Le vote se tenait au sein d'un petit local exigu, encombré en son centre d’une lourde table. L’isoloir avait été installé près des fenêtres, forçant les électeurs à se contorsionner. Mieux valait être motivé pour faire entendre sa voix ! Hervé Berberian, le proviseur, sourit à mon arrivée. Henri Fabre se contenta d’un regard condescendant. Audrey rassembla ses affaires en vitesse et se leva. Elle me souffla un « bon courage ! » de mauvaise augure avant de refermer la porte, m’emprisonnant dans la cage aux fauves.

Je m’assis sans un mot. J’avais prévu un paquet de copies à corriger, rempart contre les piques annoncées de mon collègue syndicaliste. Feindre la concentration et imposer un silence studieux. C’était mon leitmotiv. Mais Fabre avait de la bouteille et balaierait mon stratagème comme un château de cartes. Il avait combattu et survécu à quatre réformes majeures. Face à ce vétéran aguerri, je n’étais qu’un troufion de deuxième classe.

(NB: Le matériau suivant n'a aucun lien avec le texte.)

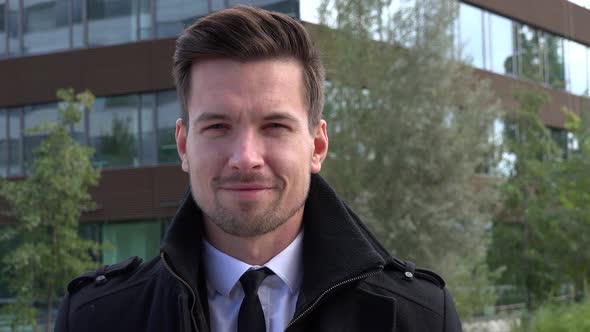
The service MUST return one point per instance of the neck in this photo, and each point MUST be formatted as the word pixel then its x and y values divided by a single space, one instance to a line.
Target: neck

— Ha ! Je reconnais bien là Monsieur Garenne ! s’exclama-t-il bruyamment. Toujours à corriger des copies !

Je levai les yeux et replongeai aussitôt dans mon travail sans ouvrir la bouche. Surtout, ne pas entrer dans le jeu.

— Je croyais qu'il corrigeait parce que j'étais là… plaisanta le proviseur.

— Surtout pas ! répondit l’autre. On peut voir qu’il ne fait pas une évaluation sommative ! Ça ne répond pas aux textes… Alors il ne devrait pas faire ça devant vous !

Fabre était la lourdeur même. La finesse n’existait pas dans son monde. Il mettait les pieds dans le plat et vous jetait le contenu au visage. Tergiverser était une perte de temps.

— Je croyais que ce genre d'évaluation vous déplaisait Monsieur Fabre, répondit Berberian. Lors de la mise en place de la dernière réforme, vous avez été assez clair…

— Mais j'assume mes positions, moi ! Je les exprime ! Et devant l'inspecteur, je lui explique ma façon de penser ! J'ai de l'expérience, je sais ce qui marche…

La discussion prenait, le silence s’effondrait. J'espérais rester en dehors des polémiques didactiques, mais c'était sans compter sur Berberian et son esprit taquin :

— Ainsi donc, Monsieur Garenne, vous évaluez à l’ancienne ?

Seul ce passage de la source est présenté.